Genetic variants that are associated with common human diseases do not lead directly to disease, but instead act on intermediate, molecular phenotypes that in turn induce changes in higher-order disease traits. Therefore, identifying the molecular phenotypes that vary in response to changes in DNA and that also associate with changes in disease traits has the potential to provide the functional information required to not only identify and validate the susceptibility genes that are directly affected by changes in DNA, but also to understand the molecular networks in which such genes operate and how changes in these networks lead to changes in disease traits. Toward that end, we profiled more than 39,000 transcripts and we genotyped 782,476 unique single nucleotide polymorphisms (SNPs) in more than 400 human liver samples to characterize the genetic architecture of gene expression in the human liver, a metabolically active tissue that is important in a number of common human diseases, including obesity, diabetes, and atherosclerosis. This genome-wide association study of gene expression resulted in the detection of more than 6,000 associations between SNP genotypes and liver gene expression traits, where many of the corresponding genes identified have already been implicated in a number of human diseases. The utility of these data for elucidating the causes of common human diseases is demonstrated by integrating them with genotypic and expression data from other human and mouse populations. This provides much-needed functional support for the candidate susceptibility genes being identified at a growing number of genetic loci that have been identified as key drivers of disease from genome-wide association studies of disease. By using an integrative genomics approach, we highlight how the gene RPS26 and not ERBB3 is supported by our data as the most likely susceptibility gene for a novel type 1 diabetes locus recently identified in a large-scale, genome-wide association study. We also identify SORT1 and CELSR2 as candidate susceptibility genes for a locus recently associated with coronary artery disease and plasma low-density lipoprotein cholesterol levels in the process.

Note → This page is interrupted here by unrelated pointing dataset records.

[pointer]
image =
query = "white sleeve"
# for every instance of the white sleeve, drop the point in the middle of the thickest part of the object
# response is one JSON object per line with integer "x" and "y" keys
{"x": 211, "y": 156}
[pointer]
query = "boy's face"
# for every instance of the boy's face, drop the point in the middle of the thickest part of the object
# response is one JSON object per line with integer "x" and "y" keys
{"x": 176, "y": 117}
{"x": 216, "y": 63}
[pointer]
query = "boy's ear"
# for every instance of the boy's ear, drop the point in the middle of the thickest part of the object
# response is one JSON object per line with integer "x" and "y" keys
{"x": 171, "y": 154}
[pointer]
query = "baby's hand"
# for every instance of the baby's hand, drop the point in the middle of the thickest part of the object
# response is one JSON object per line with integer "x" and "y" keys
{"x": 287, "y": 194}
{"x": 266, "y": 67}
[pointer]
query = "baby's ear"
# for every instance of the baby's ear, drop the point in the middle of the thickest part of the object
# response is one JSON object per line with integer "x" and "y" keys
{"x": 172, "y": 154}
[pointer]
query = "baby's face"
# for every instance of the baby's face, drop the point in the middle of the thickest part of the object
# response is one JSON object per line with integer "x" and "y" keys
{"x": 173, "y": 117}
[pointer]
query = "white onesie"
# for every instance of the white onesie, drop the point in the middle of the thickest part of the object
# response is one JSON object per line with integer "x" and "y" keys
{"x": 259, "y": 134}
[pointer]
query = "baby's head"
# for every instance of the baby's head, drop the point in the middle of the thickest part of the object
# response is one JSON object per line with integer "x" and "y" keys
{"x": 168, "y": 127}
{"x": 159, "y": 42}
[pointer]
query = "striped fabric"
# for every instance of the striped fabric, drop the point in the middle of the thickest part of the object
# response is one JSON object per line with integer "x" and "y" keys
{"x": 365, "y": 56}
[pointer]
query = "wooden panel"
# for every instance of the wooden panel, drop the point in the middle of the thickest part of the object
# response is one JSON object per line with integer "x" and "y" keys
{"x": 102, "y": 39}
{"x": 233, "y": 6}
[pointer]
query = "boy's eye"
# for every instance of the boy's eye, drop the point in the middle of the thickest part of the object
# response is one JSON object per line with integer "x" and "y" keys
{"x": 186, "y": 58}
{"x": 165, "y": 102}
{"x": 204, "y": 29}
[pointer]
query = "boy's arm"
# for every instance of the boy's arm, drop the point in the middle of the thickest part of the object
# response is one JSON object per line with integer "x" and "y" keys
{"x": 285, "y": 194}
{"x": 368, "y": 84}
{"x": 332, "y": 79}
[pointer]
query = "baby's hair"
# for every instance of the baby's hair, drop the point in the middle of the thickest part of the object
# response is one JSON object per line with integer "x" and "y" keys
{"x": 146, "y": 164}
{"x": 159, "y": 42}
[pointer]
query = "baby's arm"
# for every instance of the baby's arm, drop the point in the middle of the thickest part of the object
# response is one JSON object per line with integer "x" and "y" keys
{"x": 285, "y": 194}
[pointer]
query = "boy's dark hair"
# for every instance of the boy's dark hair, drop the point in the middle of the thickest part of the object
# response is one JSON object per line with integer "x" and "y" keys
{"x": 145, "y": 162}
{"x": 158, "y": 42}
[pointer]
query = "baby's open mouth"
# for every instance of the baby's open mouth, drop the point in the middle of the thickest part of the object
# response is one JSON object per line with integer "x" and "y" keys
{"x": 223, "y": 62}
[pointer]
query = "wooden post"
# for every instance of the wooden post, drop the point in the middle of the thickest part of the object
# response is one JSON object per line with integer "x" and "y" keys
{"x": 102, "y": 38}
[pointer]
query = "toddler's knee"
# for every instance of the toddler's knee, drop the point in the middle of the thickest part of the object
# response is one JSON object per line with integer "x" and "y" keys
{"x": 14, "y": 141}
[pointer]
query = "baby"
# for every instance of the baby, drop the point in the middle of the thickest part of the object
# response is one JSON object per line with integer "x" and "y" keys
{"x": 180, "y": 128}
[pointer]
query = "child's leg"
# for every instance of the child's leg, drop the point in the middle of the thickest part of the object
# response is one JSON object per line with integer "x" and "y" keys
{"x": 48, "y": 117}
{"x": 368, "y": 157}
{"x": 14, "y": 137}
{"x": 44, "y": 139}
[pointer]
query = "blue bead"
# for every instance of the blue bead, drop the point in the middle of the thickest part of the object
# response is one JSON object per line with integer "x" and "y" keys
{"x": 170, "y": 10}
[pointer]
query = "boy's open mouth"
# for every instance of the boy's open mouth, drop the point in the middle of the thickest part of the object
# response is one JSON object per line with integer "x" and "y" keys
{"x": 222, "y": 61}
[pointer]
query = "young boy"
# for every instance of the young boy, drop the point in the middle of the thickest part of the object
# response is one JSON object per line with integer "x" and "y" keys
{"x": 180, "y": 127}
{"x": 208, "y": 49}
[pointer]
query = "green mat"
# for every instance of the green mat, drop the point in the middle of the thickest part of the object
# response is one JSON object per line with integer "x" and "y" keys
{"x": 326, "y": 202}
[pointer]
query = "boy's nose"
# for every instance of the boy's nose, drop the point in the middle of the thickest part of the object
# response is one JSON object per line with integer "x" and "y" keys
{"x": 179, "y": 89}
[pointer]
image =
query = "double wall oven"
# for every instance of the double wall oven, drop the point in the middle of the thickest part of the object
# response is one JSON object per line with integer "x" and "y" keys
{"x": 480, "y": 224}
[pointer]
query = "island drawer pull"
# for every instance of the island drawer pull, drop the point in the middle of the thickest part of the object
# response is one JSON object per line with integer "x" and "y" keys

Genome-wide association studies seek to identify regions of the genome in which changes in DNA in a given population are correlated with disease, drug response, or other phenotypes of interest. However, changes in DNA that associate with traits like common human diseases do not lead directly to disease, but instead act on intermediate, molecular phenotypes that in turn induce changes in the higher-order disease traits. Therefore, identifying molecular phenotypes that vary in response to changes in DNA that also associate with changes in disease traits can provide the functional information necessary to not only identify and validate the susceptibility genes directly affected by changes in DNA, but to understand as well the molecular networks in which such genes operate and how changes in these networks lead to changes in disease traits. To enable this type of approach we profiled the expression levels of 39,280 transcripts and genotyped 782,476 SNPs in 427 human liver samples, identifying thousands of DNA variants that strongly associated with liver gene expression. These relationships were then leveraged by integrating them with genotypic and expression data from other human and mouse populations, leading to the direct identification of candidate susceptibility genes corresponding to genetic loci identified as key drivers of disease. Our analysis is able to provide much needed functional support for these candidate susceptibility genes.
Identifying changes in DNA that associate with changes in gene expression in human tissues elucidates the genetic architecture of gene expression in human populations and enables the direct identification of functionally supported candidate susceptibility genes in genomic regions associated with disease.